I thought the limitations on SQL were that as a table gets bigger, the queries slow down.
Not necessarily true and actually the splitting of the tables could make it slower if you have proper indexes. Indexes (unless otherwise specified) I believe make a binary tree (BTREE) of the values which helps with the quick lookups. Binary trees grow at a rate of log_2, for 1 record you have 1 level of nodes, for 2 to <4 records, you have 2 levels of nodes, for 4 to <8 records you have 3 levels of nodes.
I will give you a quick example - Say you had a table of 12 records and you index on some integer column. It might look like
/ \ / \
0 2 9 1
/ / \ / \
2 1 0 8 8
(Note: I just copied and pasted this binary tree from somewhere, usually you would see some ordering like to the left is less than the current node and to the right is greater than the current node).
So any look up where you have a
WHERE myIndexColumn = ? would take at most 4 comparisons for the database to find (since there are only 4 levels of the binary tree to go through).
Now say you split them up and are still generous enough to make both have an index on that same column. Well now each tables binary tree to go through is 3 levels each. So worst case scenario that you’re looking for something that happens to be at the bottom of the binary tree would be 3 + 3 comparisons the database has to do - this is worse than if you kept all the data in a single table.

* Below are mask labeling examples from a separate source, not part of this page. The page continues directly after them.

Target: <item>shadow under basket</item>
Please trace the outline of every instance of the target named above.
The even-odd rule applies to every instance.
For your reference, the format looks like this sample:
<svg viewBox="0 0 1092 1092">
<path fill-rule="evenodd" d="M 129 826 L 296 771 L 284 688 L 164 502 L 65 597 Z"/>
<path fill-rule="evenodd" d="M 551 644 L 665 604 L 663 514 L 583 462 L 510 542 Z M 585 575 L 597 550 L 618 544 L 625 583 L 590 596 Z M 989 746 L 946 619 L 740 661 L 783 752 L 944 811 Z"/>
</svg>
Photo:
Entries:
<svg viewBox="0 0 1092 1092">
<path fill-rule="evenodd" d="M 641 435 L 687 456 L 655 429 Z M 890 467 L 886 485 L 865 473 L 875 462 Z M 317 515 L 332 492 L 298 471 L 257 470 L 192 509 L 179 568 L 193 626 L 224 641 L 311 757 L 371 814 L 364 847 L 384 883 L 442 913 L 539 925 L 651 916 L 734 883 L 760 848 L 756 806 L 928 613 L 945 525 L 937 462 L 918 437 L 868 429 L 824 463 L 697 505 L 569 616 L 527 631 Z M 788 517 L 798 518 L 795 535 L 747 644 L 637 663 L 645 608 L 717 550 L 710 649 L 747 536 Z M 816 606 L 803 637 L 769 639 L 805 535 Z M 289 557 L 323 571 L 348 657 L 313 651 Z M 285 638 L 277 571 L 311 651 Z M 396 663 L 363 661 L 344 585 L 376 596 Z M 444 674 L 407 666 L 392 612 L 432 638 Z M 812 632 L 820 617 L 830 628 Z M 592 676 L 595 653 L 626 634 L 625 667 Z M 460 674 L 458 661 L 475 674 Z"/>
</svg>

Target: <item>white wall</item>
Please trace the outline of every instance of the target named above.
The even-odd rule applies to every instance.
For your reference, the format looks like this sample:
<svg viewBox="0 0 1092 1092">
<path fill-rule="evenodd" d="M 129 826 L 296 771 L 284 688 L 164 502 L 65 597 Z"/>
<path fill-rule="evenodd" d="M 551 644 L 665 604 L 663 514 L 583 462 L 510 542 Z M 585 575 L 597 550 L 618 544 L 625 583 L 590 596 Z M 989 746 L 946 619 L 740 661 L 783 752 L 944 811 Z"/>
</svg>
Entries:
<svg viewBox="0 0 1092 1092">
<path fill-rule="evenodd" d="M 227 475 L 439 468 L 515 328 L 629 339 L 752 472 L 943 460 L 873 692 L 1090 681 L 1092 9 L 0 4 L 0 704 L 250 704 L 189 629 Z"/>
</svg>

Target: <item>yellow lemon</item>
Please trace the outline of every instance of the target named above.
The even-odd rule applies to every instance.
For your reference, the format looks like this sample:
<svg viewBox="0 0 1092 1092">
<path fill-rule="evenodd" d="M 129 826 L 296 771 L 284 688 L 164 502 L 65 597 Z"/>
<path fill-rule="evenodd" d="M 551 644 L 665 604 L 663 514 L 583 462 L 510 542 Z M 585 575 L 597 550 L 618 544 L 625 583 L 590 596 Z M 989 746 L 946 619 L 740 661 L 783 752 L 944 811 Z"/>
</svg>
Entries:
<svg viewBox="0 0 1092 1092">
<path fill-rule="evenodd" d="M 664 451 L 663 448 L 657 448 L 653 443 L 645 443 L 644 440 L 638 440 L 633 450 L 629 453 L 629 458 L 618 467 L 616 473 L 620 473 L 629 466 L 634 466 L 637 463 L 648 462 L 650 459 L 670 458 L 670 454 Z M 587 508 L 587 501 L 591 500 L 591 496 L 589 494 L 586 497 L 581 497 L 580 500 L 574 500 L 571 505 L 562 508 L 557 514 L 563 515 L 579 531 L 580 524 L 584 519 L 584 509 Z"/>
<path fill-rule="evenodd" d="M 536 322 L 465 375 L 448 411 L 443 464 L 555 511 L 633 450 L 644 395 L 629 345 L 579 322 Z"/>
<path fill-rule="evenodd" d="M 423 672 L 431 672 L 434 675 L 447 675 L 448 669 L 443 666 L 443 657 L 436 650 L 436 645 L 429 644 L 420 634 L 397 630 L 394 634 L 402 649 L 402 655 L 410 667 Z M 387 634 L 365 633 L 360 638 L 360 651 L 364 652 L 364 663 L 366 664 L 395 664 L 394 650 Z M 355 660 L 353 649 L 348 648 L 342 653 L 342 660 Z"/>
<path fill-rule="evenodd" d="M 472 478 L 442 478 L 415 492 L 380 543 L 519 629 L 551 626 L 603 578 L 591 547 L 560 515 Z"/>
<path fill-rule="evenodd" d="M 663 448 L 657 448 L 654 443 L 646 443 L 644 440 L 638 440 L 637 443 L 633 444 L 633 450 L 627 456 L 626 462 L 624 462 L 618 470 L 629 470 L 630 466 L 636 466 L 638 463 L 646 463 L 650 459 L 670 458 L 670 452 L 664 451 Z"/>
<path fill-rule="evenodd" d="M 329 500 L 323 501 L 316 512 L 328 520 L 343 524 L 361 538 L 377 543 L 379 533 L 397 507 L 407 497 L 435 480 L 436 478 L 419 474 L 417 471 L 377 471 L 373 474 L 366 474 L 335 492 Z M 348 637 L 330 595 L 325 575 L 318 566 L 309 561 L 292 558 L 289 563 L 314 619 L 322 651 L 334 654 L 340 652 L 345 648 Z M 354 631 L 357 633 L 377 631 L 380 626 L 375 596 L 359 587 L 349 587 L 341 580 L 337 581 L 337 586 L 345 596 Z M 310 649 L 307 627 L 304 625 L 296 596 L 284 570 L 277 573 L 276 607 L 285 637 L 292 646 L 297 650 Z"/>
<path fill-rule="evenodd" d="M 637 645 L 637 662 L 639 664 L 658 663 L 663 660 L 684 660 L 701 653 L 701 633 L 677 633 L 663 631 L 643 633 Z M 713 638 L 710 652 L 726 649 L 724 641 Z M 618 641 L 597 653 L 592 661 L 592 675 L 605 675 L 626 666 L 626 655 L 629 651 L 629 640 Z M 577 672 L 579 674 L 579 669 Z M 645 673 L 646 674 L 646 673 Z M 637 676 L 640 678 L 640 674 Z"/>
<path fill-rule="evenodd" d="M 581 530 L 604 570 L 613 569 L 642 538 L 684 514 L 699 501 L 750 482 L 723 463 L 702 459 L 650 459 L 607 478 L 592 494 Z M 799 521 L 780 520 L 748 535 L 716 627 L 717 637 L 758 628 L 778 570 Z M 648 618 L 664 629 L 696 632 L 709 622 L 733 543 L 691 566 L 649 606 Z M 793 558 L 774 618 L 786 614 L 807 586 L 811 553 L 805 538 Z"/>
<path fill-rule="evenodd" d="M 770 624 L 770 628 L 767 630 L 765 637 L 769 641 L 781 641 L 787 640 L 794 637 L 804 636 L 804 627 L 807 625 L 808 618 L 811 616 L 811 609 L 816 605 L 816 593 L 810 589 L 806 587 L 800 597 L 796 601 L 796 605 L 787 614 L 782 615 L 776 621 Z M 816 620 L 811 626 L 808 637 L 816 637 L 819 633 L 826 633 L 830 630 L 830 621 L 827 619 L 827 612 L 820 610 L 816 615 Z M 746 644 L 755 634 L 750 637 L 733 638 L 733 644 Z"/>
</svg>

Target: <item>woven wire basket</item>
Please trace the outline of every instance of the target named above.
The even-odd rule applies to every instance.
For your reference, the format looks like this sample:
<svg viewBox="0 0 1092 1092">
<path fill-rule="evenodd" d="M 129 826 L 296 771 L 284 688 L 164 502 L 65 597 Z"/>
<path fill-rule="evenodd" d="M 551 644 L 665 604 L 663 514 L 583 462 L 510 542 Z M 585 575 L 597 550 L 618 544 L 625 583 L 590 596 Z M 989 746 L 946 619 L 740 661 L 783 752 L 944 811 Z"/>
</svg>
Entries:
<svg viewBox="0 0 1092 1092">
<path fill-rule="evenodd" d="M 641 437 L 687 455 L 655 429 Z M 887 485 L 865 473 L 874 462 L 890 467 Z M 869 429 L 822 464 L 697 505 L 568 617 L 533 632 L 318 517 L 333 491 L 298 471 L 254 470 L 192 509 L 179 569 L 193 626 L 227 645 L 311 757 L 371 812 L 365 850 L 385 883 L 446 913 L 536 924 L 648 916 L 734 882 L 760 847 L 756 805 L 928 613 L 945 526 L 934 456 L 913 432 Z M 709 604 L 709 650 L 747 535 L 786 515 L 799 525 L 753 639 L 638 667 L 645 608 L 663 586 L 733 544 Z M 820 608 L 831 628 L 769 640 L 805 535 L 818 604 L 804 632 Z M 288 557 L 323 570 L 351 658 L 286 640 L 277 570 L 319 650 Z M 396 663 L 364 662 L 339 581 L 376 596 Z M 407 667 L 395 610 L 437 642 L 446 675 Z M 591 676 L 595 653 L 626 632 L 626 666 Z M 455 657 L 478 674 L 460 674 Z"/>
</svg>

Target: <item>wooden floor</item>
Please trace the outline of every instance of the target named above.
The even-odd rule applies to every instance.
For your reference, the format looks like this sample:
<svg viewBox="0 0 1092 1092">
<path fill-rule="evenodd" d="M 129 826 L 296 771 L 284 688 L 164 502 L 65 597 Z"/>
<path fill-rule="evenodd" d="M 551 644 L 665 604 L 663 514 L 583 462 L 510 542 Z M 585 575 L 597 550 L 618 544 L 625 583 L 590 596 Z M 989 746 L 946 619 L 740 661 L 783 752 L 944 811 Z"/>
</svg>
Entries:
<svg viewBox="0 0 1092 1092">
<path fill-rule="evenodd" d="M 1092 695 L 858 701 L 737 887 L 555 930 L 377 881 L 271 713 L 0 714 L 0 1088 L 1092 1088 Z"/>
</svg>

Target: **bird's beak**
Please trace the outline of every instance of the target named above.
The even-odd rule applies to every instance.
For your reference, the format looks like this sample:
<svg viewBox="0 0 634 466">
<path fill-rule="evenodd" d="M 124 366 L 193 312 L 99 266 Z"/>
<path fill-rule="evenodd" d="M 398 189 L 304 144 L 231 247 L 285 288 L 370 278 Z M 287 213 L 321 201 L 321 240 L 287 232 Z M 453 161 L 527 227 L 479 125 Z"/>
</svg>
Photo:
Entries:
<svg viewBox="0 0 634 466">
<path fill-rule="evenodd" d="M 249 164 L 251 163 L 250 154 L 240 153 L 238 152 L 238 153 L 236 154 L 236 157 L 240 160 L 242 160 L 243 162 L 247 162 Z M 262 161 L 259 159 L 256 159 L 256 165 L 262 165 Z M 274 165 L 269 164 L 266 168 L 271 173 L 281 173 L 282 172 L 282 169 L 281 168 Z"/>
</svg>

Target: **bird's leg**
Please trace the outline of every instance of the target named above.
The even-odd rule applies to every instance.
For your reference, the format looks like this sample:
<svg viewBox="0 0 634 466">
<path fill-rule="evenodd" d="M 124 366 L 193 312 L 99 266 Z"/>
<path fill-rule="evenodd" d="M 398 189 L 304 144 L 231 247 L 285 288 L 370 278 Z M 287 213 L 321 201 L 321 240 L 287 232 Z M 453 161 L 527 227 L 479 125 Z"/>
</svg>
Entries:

I’ve worked with a database that did this. The worst part is, all the queries required
UNION of the “current” and “old” records which eliminates the ability to indexes as well, which then tends to then go to full table scans instead, which are about the worst case scenario you can have for a where clause - instead of “knowing” about the values in your table as in the binary tree and being able to get rid of at most half of the remaining records per level you go down in the binary tree, now SQL has to look through every single record in both tables, so you go from 3 or 6 comparisons to a full 15 comparisons.
The second part about what I said about losing indexes when you UNION an table and a _log or _history (or whatever you would call the table with the older records), is from my experience with MySQL, I do not know if the same is true for say SQL Server.
However, the first part I said would still be true - if SQL server still utilized both indexes, you’d still be at 6 comparisons over 4. If SQL Server was really smart and was able to combine these index binary trees into a single binary tree, you’d have the same situation as if you just kept all the records in the same table to begin with.
All this to say, I would recommend not splitting up the table. At least, not until you have millions of records and the performance is notably slow. Then you might want to get move records older than a previous date (such that they’re not required by whatever queries you might run for reports etc) into a myTable_history type of table. Though at that point instead of doing that I think you’re actually better off setting up Date Partitioning to help with performance.
The last drawback is that when you have the records in two tables, your queries will get unnecessarily convoluted. And again, in at least the case of MySQL, you will be killing your indexes, and making the performance much worse (since you lose all indexes if you UNION both tables) than if you just kept everything in a single table.
Please someone correct me if I misspoke about anything here.